Na perspetiva do PS, os deputados têm “imensa documentação que habilita o inquérito de chegar a conclusões muito precisas”, considerando que não tem havido entraves no envio dos documentos, muitos deles classificados como confidenciais e que não teriam chegado ao parlamento se não tivesse sido alterado o regime jurídico do inquérito.

Pelo BE, Mariana Mortágua quer perceber se as decisões tomadas “protegeram o interesse público ou, pelo contrário, o expuseram às perdas do Novo Banco”, identificando uma pergunta transversal a todas as que têm que ser feitas.

“Como é que se explica que um banco como o Novo Banco continue a gerar perdas depois de tanto tempo e de ter tido perdas acumuladas de mais de 10 mil milhões de euros”, questiona, referindo que apesar de haver menos obstáculos para pedir informação, ainda falta muita documentação, inclusive do Governo ou do Banco de Portugal, este último que “enviou correspondência selecionada”.

Na primeira comissão de inquérito que integra desde que chegou ao parlamento, a Iniciativa Liberal defende que “há decisões políticas e técnicas que devem ser escrutinadas com vista a identificar falhas dos sistemas e dos seus responsáveis para que a culpa não morra solteira”.

Assinalando que já chegaram “milhares de páginas” de documentação, Duarte Pacheco, do PSD, aponta a responsabilidade e o desafio que agora recai em cima dos deputados no acesso a informação confidencial, sendo preciso encontrar o modo de fazer algumas audições com base deste tipo de informação.

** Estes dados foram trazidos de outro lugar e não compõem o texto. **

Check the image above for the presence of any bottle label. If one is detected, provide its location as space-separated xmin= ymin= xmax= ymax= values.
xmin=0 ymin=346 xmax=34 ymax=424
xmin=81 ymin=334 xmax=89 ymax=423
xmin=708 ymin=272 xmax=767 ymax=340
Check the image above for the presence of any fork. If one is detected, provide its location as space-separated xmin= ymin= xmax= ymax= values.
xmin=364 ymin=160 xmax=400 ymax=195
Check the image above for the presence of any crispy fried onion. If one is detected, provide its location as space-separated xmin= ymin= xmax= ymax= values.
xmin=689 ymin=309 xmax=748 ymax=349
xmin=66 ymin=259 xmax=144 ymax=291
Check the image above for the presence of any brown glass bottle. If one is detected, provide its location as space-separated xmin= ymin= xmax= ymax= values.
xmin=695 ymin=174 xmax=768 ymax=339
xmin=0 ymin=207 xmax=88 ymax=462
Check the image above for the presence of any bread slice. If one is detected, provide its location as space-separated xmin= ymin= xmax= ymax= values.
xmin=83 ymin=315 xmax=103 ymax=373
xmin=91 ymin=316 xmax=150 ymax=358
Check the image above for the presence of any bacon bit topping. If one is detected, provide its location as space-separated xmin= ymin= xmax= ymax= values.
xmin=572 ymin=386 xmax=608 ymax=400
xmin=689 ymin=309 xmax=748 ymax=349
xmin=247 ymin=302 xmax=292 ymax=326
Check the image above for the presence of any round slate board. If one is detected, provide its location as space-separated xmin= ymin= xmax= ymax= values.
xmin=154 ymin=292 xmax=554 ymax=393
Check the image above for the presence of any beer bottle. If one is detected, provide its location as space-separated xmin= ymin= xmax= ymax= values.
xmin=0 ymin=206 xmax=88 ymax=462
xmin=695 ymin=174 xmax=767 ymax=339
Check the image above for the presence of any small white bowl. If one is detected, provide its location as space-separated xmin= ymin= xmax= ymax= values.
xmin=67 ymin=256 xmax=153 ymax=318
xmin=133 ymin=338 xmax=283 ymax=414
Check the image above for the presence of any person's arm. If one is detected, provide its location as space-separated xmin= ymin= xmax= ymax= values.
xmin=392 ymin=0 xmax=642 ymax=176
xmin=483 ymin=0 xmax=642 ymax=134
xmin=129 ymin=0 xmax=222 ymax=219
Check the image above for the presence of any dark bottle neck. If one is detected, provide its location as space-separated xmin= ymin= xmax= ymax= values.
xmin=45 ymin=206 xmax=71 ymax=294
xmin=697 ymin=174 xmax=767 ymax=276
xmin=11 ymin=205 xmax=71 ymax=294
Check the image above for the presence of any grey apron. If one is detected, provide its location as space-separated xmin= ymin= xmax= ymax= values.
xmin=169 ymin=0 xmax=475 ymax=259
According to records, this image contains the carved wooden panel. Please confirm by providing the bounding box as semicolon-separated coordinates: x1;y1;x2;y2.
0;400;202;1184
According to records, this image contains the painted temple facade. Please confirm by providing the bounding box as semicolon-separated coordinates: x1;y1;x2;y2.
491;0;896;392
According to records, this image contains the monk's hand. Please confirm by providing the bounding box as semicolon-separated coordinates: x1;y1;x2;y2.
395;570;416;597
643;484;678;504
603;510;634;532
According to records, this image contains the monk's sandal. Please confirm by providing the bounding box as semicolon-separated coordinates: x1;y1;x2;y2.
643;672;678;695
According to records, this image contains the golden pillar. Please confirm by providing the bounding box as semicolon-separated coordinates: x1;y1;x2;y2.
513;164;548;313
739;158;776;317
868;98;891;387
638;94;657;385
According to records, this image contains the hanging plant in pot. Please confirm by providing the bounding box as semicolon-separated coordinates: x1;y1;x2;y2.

O social-democrata espera que importante passo de aprovar os relatórios finais com amplas maiorias como aconteceu com a comissão do BES – e não “um relatório de fação” pela “maioria circunstancial” – se mantenha neste inquérito parlamentar.

Já o PCP, pela voz de Duarte Alves, refere que “independentemente das conclusões do inquérito, a solução é o controlo público sobre o Novo Banco”, mas promete intervir para apurar os factos, referindo que “as responsabilidades políticas pela situação a que se chegou estão bem identificadas” para os comunistas e “são dos governos PSD/CDS e do PS, dos supervisores e também dos próprios responsáveis do Novo Banco”.

Cecília Meireles, do CDS-PP, afirma que o que importa esclarecer é “onde é que está a origem das perdas” do banco, tendo expectativa que a comissão de inquérito consiga obter esta resposta, e defende ainda que é preciso perceber porque é que os ativos responsáveis por esta situação “passaram para o Novo Banco e não ficaram no antigo BES”.

O PAN, por seu turno, aponta que aquilo que os cidadãos exigem aos deputados é que “esclareçam tudo o que há a esclarecer” sobre estas perdas que “têm justificado injeções de dinheiro público avultadas”.